Ons instituut houdt zich bezig met het onderzoek naar de geschiedenis en de daden van individuele of groepen tempeliers, sinds de oprichting van de orde tot nu. We spitten archieven door, we bestuderen als historici enkele duistere gebeurtenissen, we zoeken naar oude documenten. Ik zie teleurstelling op uw gezicht...’

‘Nee, het is alleen...’

‘Had u soms een ridder in harnas verwacht? Het spijt me u te moeten teleurstellen. Ik ben slechts een emeritus professor van de Universiteit van Cambridge. Ik ben gelovig en deel met andere ridders bepaalde principes: de liefde voor waarheid en gerechtigheid.’

Ana voelde intuïtief dat er meer stak achter de woorden van Anthony McGilles. Zo helder en eenvoudig kon het niet zijn. Ze besloot haar geluk te beproeven.

‘Aangezien u zo aimabel bent, wil ik u nog één ding vragen, hoewel ik weet dat ik misbruik maak van uw geduld.
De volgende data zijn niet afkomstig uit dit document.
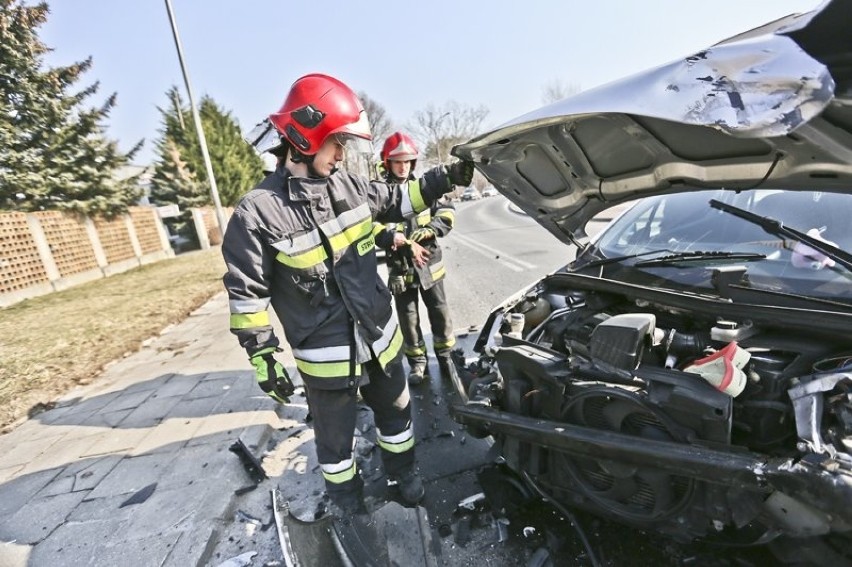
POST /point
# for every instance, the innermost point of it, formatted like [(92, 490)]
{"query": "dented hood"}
[(771, 107)]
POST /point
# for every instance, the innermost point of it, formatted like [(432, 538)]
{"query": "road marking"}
[(513, 264)]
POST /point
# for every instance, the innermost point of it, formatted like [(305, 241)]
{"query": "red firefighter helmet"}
[(318, 106), (400, 147)]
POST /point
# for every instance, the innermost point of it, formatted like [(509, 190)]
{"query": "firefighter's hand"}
[(396, 283), (424, 233), (399, 240), (271, 376), (419, 254), (460, 173)]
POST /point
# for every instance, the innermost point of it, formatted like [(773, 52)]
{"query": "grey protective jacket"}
[(307, 246)]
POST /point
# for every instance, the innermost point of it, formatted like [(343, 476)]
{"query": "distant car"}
[(471, 194)]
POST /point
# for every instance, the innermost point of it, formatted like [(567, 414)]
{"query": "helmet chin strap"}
[(299, 157)]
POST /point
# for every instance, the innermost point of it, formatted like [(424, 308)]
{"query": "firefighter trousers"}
[(435, 300), (334, 415)]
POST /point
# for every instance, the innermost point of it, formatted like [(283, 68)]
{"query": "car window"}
[(686, 223)]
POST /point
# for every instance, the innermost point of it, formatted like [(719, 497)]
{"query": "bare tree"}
[(557, 90), (438, 129), (380, 124)]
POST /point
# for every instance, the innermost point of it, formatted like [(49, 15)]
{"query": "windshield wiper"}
[(777, 228), (699, 256)]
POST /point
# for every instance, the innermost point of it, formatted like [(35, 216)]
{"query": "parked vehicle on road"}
[(691, 371)]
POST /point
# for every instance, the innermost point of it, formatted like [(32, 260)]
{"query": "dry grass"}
[(52, 343)]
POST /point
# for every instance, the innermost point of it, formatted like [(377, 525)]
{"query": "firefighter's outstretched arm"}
[(246, 280)]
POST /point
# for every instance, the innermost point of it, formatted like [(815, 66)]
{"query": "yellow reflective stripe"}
[(393, 349), (415, 196), (398, 447), (339, 477), (415, 350), (351, 234), (303, 260), (249, 320), (326, 369)]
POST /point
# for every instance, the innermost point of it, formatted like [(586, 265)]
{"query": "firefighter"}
[(302, 241), (409, 276)]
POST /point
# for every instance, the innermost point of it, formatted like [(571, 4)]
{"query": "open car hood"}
[(771, 107)]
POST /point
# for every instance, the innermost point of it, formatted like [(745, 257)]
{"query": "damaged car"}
[(690, 371)]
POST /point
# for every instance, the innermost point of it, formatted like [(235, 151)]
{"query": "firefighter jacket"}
[(307, 247), (440, 217)]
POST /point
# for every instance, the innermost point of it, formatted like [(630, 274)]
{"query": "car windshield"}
[(678, 241)]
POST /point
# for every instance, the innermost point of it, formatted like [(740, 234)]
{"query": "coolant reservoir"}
[(516, 324), (726, 331)]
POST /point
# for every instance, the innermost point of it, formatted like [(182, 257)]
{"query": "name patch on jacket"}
[(366, 245)]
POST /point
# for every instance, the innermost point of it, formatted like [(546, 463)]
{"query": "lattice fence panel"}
[(115, 239), (69, 242), (145, 223), (20, 264)]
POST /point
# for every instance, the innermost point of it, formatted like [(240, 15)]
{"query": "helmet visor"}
[(264, 137)]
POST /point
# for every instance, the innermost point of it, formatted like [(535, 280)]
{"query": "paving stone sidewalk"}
[(136, 468)]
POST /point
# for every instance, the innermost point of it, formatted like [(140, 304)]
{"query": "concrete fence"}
[(50, 251)]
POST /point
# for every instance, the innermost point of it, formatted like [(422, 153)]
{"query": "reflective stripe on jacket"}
[(307, 247), (441, 218)]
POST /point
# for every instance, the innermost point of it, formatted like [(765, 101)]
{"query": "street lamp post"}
[(214, 190), (440, 137)]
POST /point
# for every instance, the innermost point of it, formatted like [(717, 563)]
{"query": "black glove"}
[(271, 376), (460, 173), (396, 284)]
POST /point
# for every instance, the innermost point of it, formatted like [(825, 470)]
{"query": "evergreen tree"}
[(53, 153), (236, 166)]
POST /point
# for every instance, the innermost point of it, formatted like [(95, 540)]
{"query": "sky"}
[(405, 55)]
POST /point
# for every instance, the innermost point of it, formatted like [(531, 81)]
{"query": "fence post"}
[(200, 228), (97, 247), (44, 252), (134, 240)]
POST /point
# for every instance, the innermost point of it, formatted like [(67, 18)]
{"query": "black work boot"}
[(447, 368), (418, 372), (410, 487)]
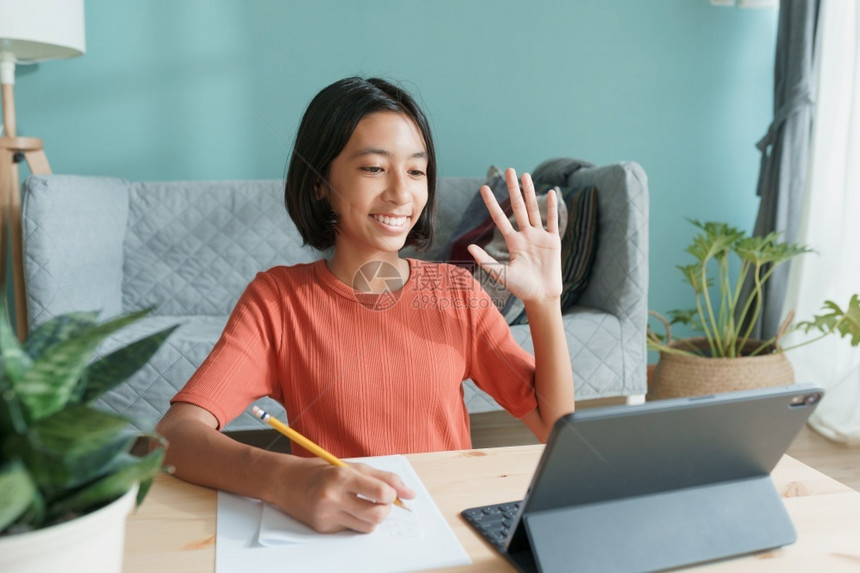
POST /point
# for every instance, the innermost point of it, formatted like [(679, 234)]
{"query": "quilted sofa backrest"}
[(191, 247)]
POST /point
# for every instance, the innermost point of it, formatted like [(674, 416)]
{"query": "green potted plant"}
[(724, 356), (67, 474)]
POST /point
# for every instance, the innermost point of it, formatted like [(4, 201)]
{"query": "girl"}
[(366, 350)]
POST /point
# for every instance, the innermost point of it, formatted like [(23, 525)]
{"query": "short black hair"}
[(326, 127)]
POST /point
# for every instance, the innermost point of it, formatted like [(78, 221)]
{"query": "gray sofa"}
[(188, 249)]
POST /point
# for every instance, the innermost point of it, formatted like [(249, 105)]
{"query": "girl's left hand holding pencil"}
[(333, 498)]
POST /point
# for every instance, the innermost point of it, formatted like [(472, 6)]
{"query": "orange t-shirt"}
[(364, 374)]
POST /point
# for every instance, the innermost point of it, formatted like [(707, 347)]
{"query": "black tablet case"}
[(661, 485)]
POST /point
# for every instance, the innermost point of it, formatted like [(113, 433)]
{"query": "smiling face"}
[(377, 187)]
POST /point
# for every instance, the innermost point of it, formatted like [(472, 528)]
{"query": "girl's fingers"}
[(531, 201), (552, 212), (486, 262), (518, 204), (496, 212)]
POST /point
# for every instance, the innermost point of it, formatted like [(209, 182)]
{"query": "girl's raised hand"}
[(533, 273)]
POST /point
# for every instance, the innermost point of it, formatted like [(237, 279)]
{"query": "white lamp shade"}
[(38, 30)]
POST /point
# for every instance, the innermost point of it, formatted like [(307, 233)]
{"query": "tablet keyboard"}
[(493, 522)]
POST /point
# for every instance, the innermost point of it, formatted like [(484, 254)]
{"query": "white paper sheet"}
[(251, 533)]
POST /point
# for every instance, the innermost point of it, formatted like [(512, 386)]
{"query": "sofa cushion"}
[(192, 247), (579, 242), (146, 395)]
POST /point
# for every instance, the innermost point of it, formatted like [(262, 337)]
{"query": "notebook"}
[(655, 486)]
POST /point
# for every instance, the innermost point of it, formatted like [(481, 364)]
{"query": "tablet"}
[(655, 486)]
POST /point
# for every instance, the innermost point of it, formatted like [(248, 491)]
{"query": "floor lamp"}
[(31, 31)]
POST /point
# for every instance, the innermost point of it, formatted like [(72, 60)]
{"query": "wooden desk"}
[(174, 529)]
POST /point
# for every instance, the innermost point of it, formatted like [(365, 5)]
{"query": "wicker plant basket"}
[(677, 376)]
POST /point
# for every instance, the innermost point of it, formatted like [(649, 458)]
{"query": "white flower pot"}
[(92, 543)]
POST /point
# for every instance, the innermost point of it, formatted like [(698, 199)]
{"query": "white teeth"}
[(392, 221)]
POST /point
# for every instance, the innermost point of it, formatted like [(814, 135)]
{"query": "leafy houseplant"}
[(726, 313), (60, 458)]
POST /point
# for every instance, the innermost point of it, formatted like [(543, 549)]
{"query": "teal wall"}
[(214, 89)]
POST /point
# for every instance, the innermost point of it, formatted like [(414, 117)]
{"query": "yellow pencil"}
[(306, 443)]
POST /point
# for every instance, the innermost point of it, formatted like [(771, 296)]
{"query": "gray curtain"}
[(785, 147)]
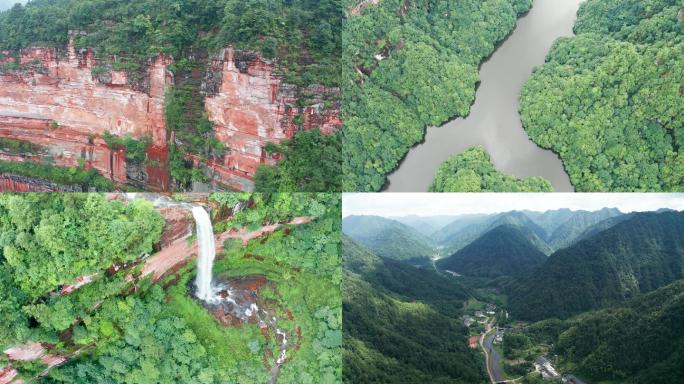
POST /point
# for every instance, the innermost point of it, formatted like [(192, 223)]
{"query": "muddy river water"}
[(494, 121)]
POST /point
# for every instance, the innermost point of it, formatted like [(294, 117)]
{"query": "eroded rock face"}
[(16, 183), (55, 100), (250, 107)]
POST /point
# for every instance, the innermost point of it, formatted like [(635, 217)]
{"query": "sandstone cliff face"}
[(250, 107), (57, 102)]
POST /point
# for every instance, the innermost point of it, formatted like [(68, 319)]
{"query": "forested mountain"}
[(426, 225), (281, 139), (504, 251), (407, 65), (458, 224), (388, 238), (639, 341), (473, 171), (550, 220), (609, 101), (456, 237), (401, 324), (632, 257), (576, 225)]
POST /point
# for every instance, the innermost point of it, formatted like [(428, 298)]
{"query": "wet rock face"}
[(15, 183), (55, 100), (250, 107), (65, 102)]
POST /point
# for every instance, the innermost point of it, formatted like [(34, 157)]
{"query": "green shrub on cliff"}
[(300, 34), (472, 171), (407, 65), (312, 163)]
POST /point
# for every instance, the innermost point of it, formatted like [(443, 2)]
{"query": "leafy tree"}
[(608, 101), (312, 163), (472, 171), (406, 65)]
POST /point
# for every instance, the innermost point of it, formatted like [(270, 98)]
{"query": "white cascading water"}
[(207, 252)]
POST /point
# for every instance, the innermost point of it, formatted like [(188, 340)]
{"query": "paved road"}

Zou u mij kunnen helpen een onduidelijkheid op te helderen over een gebeurtenis waarbij de tempelridders volgens mij betrokken waren?’

‘Maar natuurlijk. We kunnen het elektronisch archief raadplegen. Zegt u maar om welke gebeurtenis het gaat.’

‘Ik zou willen weten of de tempeliers de lijkwade uit Constantinopel hebben meegenomen ten tijde van Boudewijn ii. Juist in die periode is de doek spoorloos verdwenen, om later in Frankrijk weer op te duiken.’

‘Ah, de heilige lijkwade. Aanleiding tot veel polemieken en legendes... Mijn mening als historicus is dat de tempelridders niets met de verdwijning te maken hadden.’

‘Zou ik dat in uw archief kunnen verifiëren?’

‘Natuurlijk, professor McFadden kan u daarbij helpen.’

‘Professor McFadden?’

‘Ik laat u in goede handen achter. Ik kan u verzekeren dat hij zal meewerken aangezien u bent aanbevolen door onze geliefde vriend Jerry Donalds.’

Professor McGilles liet een zilveren belletje tingelen en meteen kwam de butler binnen.

‘Richard, wil jij Miss Jiménez naar de bibliotheek brengen? Professor McFadden zal haar verder helpen.’